こちらの記事を紙面で見たが、やはり日本メディアによるインド関係記事は非常に底の浅いものが大半と改めて感じさせられた。

要は「反モーディー」のこういう側面もある、というようなことを伝えたいのだろうけれども、カシミールにおける反インドの機運は大昔からであり、カシミールにおける政情不安が始まったのは国民会議派政権時代。

憲法第370条により、これを基に定められていたカシミールに与えられた特別な地位の廃止、州としての地位を剥奪してUT(Union Territory=連邦直轄地)化したことについても触れられているが、これにより同州内であったラダックが「念願のカシミールからの分離」を果たしたのはまさにこれによる恩恵であった。

つまり「インドに支配を受けるジャンムー&カシミール州に支配を受けてきたラダックの解放」という構造もあった。

その後、カシミールもラダックもUTからそれぞれ州としての地位を与えられることなく時が経過していることについて地元からの批判は少なくないものの、先述の「憲法第370条廃止」とこれによるカシミール地域の取り扱いの変更についてはインド国内で好意的に受け止められてきた。州からUTへの移行期には記事にもあるとおり、多くの政治家たちが拘束されたり自宅軟禁となったが、これについては分離主義的な感情を煽ることによる騒擾を防ぐためのものであったのだろう。

カシミールにおける有力政党は特定のファミリーによる世襲勢力であるとともに、基本的に「アンチ・インド」である。J&K州最後のチーフミニスターとなったメヘブーバー・ムフティ率いるPDP(Jammu & Kashmir people’s Democratic Party)は州として最後の選挙戦でBJPと組んでこれに勝ったが、その任期中に自らの知らぬ間に州としてのステイタスが一夜のうちに無くなり、自身も拘束されるなど、アッと驚く政変劇となった。

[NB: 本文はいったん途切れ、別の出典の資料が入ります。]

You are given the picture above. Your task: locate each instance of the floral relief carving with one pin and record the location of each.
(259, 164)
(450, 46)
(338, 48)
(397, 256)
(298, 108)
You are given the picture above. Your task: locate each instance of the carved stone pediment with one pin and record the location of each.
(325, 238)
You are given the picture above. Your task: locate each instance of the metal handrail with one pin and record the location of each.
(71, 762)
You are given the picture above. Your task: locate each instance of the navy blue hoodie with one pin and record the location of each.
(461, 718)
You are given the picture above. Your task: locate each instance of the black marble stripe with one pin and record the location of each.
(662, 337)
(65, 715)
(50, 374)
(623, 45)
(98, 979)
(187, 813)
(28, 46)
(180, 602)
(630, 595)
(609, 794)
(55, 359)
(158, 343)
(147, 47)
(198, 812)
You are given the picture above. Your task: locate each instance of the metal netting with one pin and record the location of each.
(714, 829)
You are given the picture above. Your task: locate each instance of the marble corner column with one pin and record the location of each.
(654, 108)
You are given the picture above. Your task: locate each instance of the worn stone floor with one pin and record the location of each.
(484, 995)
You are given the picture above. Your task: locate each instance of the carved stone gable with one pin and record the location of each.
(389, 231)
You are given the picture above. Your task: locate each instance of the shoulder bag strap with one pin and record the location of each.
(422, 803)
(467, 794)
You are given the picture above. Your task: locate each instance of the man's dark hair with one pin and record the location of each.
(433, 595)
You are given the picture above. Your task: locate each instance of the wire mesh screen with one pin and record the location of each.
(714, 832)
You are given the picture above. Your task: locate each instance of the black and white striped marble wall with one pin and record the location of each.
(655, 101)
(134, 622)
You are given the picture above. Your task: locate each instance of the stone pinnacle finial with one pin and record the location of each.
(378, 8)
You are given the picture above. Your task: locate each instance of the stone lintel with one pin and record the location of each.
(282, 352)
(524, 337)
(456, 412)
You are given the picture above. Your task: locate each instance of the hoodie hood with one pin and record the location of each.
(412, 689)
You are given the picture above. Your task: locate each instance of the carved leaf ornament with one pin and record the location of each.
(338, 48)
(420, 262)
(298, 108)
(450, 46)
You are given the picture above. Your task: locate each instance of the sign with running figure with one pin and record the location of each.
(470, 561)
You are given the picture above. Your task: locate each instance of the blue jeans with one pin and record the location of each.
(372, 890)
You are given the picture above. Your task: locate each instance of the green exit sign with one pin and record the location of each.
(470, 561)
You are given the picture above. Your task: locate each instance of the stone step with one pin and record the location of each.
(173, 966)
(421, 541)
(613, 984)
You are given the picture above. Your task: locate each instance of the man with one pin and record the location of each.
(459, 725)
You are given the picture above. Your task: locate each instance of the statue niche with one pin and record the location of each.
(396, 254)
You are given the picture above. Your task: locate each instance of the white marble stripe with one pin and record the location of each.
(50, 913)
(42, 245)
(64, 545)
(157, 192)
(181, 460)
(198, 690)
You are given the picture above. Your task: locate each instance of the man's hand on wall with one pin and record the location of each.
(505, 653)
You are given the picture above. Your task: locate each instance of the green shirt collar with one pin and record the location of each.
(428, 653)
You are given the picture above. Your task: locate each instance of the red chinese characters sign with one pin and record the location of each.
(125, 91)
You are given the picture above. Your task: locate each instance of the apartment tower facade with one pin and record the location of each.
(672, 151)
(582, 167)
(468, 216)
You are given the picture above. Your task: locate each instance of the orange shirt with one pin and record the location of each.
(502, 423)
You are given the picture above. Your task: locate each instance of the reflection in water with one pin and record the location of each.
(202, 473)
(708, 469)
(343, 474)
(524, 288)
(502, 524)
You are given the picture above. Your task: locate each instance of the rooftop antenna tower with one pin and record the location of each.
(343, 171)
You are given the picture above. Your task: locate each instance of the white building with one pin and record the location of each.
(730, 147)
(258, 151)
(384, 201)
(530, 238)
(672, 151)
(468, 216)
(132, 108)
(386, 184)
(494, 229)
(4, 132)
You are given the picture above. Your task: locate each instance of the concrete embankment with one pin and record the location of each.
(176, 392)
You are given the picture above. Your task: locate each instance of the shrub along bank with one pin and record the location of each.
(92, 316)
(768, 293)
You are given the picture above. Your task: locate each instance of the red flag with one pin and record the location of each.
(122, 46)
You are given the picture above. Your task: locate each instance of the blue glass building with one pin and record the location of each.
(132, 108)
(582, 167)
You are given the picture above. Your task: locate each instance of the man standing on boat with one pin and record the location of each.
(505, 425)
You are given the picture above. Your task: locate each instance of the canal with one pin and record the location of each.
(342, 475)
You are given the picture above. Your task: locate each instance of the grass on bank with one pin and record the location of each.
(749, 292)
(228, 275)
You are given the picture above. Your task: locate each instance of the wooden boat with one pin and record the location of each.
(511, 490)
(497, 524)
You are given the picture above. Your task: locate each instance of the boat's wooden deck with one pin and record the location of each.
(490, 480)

連立バートナーとしてのBJP、こうした手続き上の問題はなかったのか等々、疑問符の付く部分は否定できないものの、カシミールはこれまで長年隣国(パ国)による干渉を通じた工作活動の対象となってきた地域であり、Armed Forces (Special Powers) Act(警察組織ではない軍組織が市民を逮捕・拘束して尋問する権限が与えられる特別措置法)の適用地域であるという特殊性がある。

そんな特殊な地域であるという前提抜きで、こうした記事を書く、掲載するというメディアの意識が私には理解できない。